There was a curious coda to the Tunisian government’s attempt to sabotage a debate on the parlous state of free expression in Tunisia, which tail-ended a conclave of journalists and publishers in Beirut at the weekend.
Having successfully banned keynote speaker Mohammed Abbou from flying to the Lebanese capital, the Tunis authorities dispatched a gaggle of officials – they were too middle aged and moustachioed to qualify as a gang – to bust up what was left.
With Index on Censorship in the chair, the panel was reduced to two veteran critics of the Tunis state, Neziha Rejiba and Index award winner Sihem Bensedrine, who read the speech that human rights lawyer Abbou had planned to deliver.
The pro-government supporters settled in for the Q&A, initially content to make complex appeals to separate media rights from human rights (not explaining how) and issue sour pronouncements on imperialism and Iraq.
But as it became clear that the chair was going to be taking the scheduled 6.00pm end to the debate seriously, they went for broke, leaping to their feet, waving copies of state-favoured Tunisian newspapers and hurling abuse. To wit, that we are all party to a multi-million dollar CIA backed plot and that the chair would meet the fate of all colonialists when he next stepped foot in Tunisia.
The chair couldn’t speak to the CIA millions except wistfully recall his last credit-crunched pre-Xmas credit card bill and wish it were true. And the fate of all colonialists in Tunisia seems to be the ruthless setting up in a nice hotel adjacent to a lovely beach, with great food and friendly service for two weeks.
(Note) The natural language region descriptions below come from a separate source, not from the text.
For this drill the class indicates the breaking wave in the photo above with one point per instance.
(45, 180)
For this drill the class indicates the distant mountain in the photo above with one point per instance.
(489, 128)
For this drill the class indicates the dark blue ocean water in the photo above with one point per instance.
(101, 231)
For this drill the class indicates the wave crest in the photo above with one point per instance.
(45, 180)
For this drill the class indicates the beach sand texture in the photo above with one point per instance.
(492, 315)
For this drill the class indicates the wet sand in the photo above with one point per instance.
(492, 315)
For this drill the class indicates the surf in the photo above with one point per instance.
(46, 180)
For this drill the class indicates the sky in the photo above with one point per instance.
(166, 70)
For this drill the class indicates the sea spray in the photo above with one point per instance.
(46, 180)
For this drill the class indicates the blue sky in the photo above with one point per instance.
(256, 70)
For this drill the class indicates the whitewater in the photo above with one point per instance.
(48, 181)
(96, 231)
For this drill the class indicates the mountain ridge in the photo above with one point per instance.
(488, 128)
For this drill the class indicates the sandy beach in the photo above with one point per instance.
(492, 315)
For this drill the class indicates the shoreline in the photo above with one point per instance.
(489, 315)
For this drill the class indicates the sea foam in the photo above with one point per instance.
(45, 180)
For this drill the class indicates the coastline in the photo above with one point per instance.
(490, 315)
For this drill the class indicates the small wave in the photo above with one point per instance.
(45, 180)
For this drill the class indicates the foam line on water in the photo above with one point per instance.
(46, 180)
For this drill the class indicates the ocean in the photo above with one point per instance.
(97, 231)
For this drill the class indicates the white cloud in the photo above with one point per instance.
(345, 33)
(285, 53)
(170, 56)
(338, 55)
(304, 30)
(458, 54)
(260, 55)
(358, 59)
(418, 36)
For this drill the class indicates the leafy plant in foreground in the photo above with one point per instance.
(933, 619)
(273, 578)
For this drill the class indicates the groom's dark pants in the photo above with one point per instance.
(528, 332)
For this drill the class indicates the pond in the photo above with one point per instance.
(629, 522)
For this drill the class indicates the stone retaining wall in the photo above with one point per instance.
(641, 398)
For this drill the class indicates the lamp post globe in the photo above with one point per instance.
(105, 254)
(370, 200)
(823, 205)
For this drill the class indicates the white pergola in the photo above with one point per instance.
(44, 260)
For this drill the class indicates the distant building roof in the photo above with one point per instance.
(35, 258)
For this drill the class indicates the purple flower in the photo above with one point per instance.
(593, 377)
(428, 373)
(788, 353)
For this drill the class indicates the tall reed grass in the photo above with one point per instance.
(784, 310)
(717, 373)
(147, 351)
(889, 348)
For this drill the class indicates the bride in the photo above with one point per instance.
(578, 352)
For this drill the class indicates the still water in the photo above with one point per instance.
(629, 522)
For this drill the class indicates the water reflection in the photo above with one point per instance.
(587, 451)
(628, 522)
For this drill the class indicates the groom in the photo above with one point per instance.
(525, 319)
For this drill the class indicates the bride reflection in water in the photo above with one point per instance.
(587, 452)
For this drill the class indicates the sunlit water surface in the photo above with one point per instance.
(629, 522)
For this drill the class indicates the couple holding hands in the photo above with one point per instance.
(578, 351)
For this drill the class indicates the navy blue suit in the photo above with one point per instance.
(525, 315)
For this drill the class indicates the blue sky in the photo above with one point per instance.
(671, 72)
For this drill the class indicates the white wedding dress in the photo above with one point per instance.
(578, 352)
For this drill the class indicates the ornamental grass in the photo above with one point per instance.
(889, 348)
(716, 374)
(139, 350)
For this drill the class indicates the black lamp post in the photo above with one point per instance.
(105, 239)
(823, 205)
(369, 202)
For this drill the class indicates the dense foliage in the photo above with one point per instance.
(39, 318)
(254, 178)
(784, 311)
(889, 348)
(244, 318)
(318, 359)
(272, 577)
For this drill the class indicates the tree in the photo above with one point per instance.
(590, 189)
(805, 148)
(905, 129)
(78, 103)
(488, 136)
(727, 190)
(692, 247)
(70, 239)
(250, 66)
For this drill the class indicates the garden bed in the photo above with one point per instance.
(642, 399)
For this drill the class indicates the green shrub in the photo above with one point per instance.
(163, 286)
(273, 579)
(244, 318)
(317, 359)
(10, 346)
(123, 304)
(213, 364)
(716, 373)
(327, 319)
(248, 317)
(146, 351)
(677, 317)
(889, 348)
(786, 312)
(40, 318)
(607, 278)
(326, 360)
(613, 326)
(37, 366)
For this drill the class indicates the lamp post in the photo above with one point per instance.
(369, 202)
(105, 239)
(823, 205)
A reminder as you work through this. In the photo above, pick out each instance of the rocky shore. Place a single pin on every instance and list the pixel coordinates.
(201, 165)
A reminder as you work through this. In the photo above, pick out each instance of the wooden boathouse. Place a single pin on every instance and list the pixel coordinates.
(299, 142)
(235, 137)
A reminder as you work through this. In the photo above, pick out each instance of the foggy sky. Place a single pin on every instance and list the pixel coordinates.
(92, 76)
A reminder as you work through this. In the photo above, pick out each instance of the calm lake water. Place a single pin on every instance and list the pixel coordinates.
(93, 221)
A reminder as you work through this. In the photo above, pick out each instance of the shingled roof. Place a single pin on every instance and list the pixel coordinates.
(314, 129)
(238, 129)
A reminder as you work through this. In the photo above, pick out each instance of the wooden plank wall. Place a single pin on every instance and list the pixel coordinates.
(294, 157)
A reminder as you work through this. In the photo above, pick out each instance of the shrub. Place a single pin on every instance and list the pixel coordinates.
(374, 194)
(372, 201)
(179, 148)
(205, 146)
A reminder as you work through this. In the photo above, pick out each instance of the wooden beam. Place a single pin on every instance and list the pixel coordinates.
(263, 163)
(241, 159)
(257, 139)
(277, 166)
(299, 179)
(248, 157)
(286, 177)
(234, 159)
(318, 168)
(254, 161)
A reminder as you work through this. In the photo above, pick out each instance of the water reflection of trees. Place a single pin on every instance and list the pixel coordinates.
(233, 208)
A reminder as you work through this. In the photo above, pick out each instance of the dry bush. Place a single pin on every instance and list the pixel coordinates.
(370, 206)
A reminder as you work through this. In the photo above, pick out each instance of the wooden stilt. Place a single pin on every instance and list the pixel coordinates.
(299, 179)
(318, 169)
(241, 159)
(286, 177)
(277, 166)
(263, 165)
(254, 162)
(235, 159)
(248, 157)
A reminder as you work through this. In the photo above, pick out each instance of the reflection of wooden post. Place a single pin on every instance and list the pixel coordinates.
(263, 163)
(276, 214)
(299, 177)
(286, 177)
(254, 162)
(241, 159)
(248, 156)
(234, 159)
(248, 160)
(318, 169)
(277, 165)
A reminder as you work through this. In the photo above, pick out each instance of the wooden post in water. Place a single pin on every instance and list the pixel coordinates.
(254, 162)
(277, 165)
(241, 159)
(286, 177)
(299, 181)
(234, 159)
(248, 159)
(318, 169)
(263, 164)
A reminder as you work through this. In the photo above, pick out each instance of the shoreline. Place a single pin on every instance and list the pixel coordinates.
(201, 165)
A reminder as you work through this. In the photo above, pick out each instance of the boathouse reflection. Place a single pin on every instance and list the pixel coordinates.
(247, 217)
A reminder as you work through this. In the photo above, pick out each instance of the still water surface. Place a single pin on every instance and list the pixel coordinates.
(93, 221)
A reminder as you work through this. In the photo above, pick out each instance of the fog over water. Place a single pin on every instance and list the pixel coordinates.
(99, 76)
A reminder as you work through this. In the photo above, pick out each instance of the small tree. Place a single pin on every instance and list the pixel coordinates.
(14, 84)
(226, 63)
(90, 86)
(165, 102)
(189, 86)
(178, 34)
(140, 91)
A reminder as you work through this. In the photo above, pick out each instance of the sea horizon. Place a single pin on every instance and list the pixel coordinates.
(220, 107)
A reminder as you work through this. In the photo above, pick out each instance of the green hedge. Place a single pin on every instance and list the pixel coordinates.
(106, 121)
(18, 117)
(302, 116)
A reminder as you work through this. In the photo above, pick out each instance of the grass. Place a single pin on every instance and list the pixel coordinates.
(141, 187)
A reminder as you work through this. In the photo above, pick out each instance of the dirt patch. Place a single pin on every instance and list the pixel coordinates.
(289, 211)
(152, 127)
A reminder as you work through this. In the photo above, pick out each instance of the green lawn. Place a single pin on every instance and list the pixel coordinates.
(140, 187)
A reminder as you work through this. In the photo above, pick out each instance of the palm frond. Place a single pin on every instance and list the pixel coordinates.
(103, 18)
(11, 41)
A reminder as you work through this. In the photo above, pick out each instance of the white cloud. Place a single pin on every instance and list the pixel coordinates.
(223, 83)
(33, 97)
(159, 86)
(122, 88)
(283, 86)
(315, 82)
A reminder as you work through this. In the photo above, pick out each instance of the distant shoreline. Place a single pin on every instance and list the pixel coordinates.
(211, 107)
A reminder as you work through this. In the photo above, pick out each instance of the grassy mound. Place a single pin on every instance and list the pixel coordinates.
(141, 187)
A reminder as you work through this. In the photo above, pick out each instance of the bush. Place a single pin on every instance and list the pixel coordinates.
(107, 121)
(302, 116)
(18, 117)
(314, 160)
As ever though, there’s a serious note. Index has spotted Tunisian government sponsored ‘contributors’ at similar events before.
At the Council of Europe in Strasbourg and UNESCO in Paris, in Washington DC and in Geneva in the run up to the World Summit on the Information Society, where agents provocateurs did their utmost to disrupt opposition and free expression groups’ speaking engagements. Many pro-government press commentaries on Tunisian free speech activists read like hate speech.
For the rest of the Arab journalists and publishers at the event, part of the third Arab Free Press Forum in Beirut organised by the World Association of Newspapers and the Beirut daily an-Nahar, the scene was a bit, well, retro. A flashback to the 1970s.
Apart from Zimbabwe, Tunisia is the only country that employs the tactic so regularly. “We don’t like to see this kind of stuff from regime apparatchiks,” said one observer. “I think we all hoped that this kind of behaviour was history.”